Le président des Etats-Unis G.W. Bush a débuté le second jour de sa conférence sur le réchauffement climatique aujourd’hui, sous la pression des grandes économies du monde qui veulent qu’il accepte des limites contraignantes et obligatoires sur les émissions de gaz à effet de serre des Etats-Unis.

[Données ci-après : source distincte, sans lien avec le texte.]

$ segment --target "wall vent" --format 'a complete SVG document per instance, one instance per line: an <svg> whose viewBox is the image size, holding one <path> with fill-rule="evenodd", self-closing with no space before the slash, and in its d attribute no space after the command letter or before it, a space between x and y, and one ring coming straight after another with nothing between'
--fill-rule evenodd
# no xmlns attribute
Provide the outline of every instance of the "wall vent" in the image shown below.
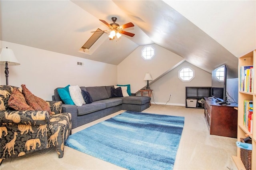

G.W. Bush a qualifié la conférence qu’il avait organisé de « précurseur » des négociations des Nations Unies qui auront lieu à Bali en décembre prochain, qui auront pour but de lancer les discussions concernant la définition d’un successeur au Protocole de Kyoto.

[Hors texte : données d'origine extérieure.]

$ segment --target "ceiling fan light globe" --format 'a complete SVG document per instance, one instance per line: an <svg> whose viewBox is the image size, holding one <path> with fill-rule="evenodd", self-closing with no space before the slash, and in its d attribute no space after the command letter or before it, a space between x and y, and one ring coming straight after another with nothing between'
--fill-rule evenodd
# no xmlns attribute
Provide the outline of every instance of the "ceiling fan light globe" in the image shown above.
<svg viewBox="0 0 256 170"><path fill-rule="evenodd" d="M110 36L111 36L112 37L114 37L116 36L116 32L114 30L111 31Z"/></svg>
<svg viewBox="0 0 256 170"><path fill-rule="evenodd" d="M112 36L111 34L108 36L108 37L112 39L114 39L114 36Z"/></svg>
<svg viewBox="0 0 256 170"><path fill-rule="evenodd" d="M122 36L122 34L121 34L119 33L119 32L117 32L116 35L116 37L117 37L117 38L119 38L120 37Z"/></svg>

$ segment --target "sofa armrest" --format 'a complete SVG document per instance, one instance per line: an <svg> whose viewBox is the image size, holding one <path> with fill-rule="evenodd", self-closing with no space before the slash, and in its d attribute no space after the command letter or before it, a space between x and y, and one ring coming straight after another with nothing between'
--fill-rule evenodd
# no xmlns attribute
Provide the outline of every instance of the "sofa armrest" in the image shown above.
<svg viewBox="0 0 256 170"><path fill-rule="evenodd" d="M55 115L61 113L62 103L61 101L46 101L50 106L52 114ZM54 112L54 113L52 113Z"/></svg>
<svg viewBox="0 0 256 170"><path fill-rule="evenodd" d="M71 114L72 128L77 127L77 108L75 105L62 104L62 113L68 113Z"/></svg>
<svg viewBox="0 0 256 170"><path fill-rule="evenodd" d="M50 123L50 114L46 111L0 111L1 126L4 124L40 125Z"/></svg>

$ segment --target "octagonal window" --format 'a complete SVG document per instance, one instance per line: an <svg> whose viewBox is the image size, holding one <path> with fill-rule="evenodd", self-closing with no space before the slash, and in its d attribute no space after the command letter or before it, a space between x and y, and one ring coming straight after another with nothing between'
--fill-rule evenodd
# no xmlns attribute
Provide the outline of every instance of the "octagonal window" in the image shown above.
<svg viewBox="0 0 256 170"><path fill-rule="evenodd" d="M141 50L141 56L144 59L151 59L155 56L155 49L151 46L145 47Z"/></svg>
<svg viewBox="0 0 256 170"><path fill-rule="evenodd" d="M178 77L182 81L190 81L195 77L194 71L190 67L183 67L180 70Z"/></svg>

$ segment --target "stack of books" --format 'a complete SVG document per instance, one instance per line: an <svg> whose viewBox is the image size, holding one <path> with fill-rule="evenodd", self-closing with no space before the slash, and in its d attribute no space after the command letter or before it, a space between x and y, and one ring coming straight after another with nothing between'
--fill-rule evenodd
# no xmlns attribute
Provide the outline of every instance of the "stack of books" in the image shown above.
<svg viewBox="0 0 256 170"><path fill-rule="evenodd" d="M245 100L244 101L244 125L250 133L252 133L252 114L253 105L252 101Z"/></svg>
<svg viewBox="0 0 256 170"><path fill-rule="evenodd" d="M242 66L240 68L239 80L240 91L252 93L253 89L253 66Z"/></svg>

Les écologistes ont déclaré que la conférence n’avait rien produit de nouveau et était seulement une tentative pour détourner les efforts des Nations Unies sur le réchauffement climatique, ce que la Secrétaire d’Etat des Etats-Unis, Condoleezza Rice, a vigoureusement nié.

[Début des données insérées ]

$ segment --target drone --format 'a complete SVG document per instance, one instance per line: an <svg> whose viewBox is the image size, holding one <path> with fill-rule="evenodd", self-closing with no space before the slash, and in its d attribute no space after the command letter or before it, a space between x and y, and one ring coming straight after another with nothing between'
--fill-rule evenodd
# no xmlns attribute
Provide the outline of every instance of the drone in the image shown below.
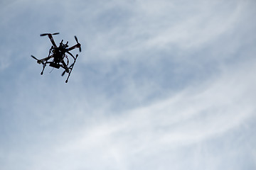
<svg viewBox="0 0 256 170"><path fill-rule="evenodd" d="M43 75L43 71L44 71L47 64L49 64L50 67L53 67L53 69L54 68L56 68L56 69L59 69L60 67L63 68L64 72L63 72L61 76L64 76L65 73L66 73L66 72L68 74L68 78L65 81L65 83L68 83L68 78L70 76L70 74L73 69L75 61L78 57L78 54L75 55L75 57L74 57L74 55L73 54L71 54L71 52L70 52L70 51L74 50L75 48L78 48L79 51L81 52L82 51L81 45L78 42L78 38L75 35L75 40L77 42L76 45L75 45L70 47L68 47L68 41L65 44L64 44L63 40L62 40L60 43L60 45L58 47L57 47L55 42L54 42L53 38L53 35L57 35L57 34L59 34L59 33L53 33L53 34L43 33L43 34L40 35L40 36L41 36L41 37L47 35L49 38L49 39L53 45L52 47L49 50L49 54L47 57L38 60L33 55L31 55L31 57L33 59L37 60L37 63L38 63L39 64L43 64L43 70L41 73L41 75ZM66 53L68 55L69 55L70 56L71 56L73 58L73 63L70 65L69 65L70 60L68 58L68 56L66 55Z"/></svg>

Les participants observeront G.W. Bush et tout signe de changement de position de sa part, alors qu’il est en faveur d’objectifs volontaires pour réduire les émissions.
« Tous les regards se tournent désormais sur les discours de G.W.Bush » a déclaré le Ministre de l’Environnement de l’Afrique du sud, Marthinus van Schalkwyk.
« Nous espérons qu’il donnera le signal d’un engagement plus fort des Etats-Unis pour une solution multilatérale (au réchauffement climatique) et qu’il annoncera la volonté des Etats-Unis à s’engager à mettre en place des objectifs de réduction contraignants acceptés par l’ensemble de la communauté internationale ».
Le Ministre de l’Environnement de l’Allemagne Sigmar Gabriel a déclaré que le fait que G.W.Bush faisait des discours, montrait que la Maison Blanche ne ferait plus preuve de scepticisme comme ça avait été le cas auparavant à propos du sérieux du problème du réchauffement climatique.
« C’est un grand pas en avant » a-t-il déclaré aux journalistes. « Plus vous avez de discussions à propos du réchauffement climatique, plus il est difficile de retourner en arrière ».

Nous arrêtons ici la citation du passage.